CSC’s adjusted EBITDA was set to rise significantly from £1.1m to £3.6m, backed by an order intake of around £25m and an end-year order book of about £11m.
Precision Machined Components (PMC) anticipated revenue of roughly £11m - a 57% surge from 2022’s £7m, with an expected adjusted EBITDA of £0.3m, pivoting from a loss in the preceding year.
Pressure Technologies said PMC’s upswing was due to a recovery of its order intake from crucial oil and gas OEM clientele since March, facilitating an order book of £10m at year-end, a stark improvement from £3m a year earlier.
The company said 2024 would be a transitional year for CSC as it looked to diversify its revenue profile across market sectors after an anticipated peak in UK defence contract milestones in the second quarter.
Even with a probable marginal dip in CSC’s revenue, the board said it saw PMC maintaining its enhanced operational activity, with prospects of additional annual growth in revenue and profitability for 2024.
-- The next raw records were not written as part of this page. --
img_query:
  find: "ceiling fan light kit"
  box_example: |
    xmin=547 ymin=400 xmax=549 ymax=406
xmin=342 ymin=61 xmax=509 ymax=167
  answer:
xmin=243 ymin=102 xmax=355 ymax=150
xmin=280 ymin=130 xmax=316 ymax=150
On the financial side, the group said it successfully made a scheduled repayment of £1m to Lloyds Banking Group, reducing its outstanding debt balance to £0.9m, projected to be fully repaid by year-end.
Meanwhile, net debt was about £2.4m, narrowing from £3.5m year-on-year at the end of the period.
The group said it was in talks to secure new finance to bolster working capital and facilitate CSC’s transition into the hydrogen energy market.
“Strong order intake in both divisions and recent operational improvements have driven a more consistent performance in the second half of 2023, which has enabled a return to much improved levels of profitability,” said chief executive officer Chris Walters.
“We continue to see opportunities for further margin improvement in both divisions.
“Global defence programmes present strong opportunities for Chesterfield Special Cylinders, and we remain well positioned to transition into the developing hydrogen energy market to supply static and mobile storage solutions and to provide the through-life inspection, testing and recertification services for these safety-critical systems over the longer term.”
At 1233 BST, shares in Pressure Technologies were down 6.67% at 28p.